Home Strefa filmu Recenzje filmów i seriali SVoD Recenzujemy “Willow” – nowy serialowy hit Disney+! Warty seansu?
Recenzujemy “Willow” – nowy serialowy hit Disney+! Warty seansu?

Recenzujemy “Willow” – nowy serialowy hit Disney+! Warty seansu?

573
0

Fani fantastyki nie mogą narzekać na brak wrażeń. Netflix regularnie dostarcza nowości ze świata Wiedźmina, Amazon zabrał się za Władcę Pierścieni, HBO rozszerza uniwersum Gry o tron, a Disney sięga po klasykę w postaci Willow. Nowy serial nosi ten sam tytuł, ale jest… nieco inny niż film sprzed ponad 30 lat. Czy to dobrze?

“Willow” – recenzja nowego serialu na Disney+. Warto obejrzeć?

“Willow” to film z 1988 roku, który okazał się niemałym sukcesem. Fikcyjny, a jednocześnie magiczny i przepiękny świat zapraszał nie tylko młodych widzów do przeżycia świetnej przygody, w której osłabione dobro musiało walczyć ze złem. Całość działała na wielu znanych schematach, ale nikomu to nie przeszkadzało, bo obsada, scenografie i inne kwestie wizualne filmu po prostu zachęcały do oglądania. Jak zestarzała się ta produkcja? Niektórzy stwierdzą, że nie straciła w ogóle swojego uroku, inni że dziś jest filmem, na który dość ciężko się patrzy. Wszystko zależy od tego, jak dużo nostalgii i sentymentu jest z Was i jak podchodzicie do starszych produkcji. Pod względem technicznym nie był to majstersztyk, ale koniec końców efekt był całkiem udany i oglądając dziś “Willow” na Disney+ raczej poczujecie przyjemne zaskoczenie, niż niemiłe rozczarowanie.
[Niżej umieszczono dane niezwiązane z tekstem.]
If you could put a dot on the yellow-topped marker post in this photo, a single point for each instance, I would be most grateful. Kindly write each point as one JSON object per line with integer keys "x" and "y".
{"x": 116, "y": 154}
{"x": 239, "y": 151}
disney+ serial willow recenzja czy warto obejrzeć

Obejrzenie filmu nie jest jednak niezbędne, by zobaczyć tegoroczny serial na Disney+. “Willow” (2022) rozgrywa się jakiś czas później, a już na samym początku otrzymujemy zgrabne podsumowanie tego, co wydarzyło się wcześniej. Usłyszymy więc, jak przebiegała fabuła filmu, a także co działo się w następnych latach, zanim dotrzemy do chwili, w której zaczyna się akcja serialu. Niezwykle miło jest usłyszeć znajomy głos na wstępie, bo Joanne Whalley jako Sorsha wróciła do projektu. To ona wprowadza nas w ten świat, dodaje też co nieco od siebie opisując własne odczucia i wspomnienia. Nie zabrakło kilku słów o postaci Madmartigana, ale jak wiemy Val Kilmer nie był w stanie ponownie wcielić się w tę postać z powodów zdrowotnych.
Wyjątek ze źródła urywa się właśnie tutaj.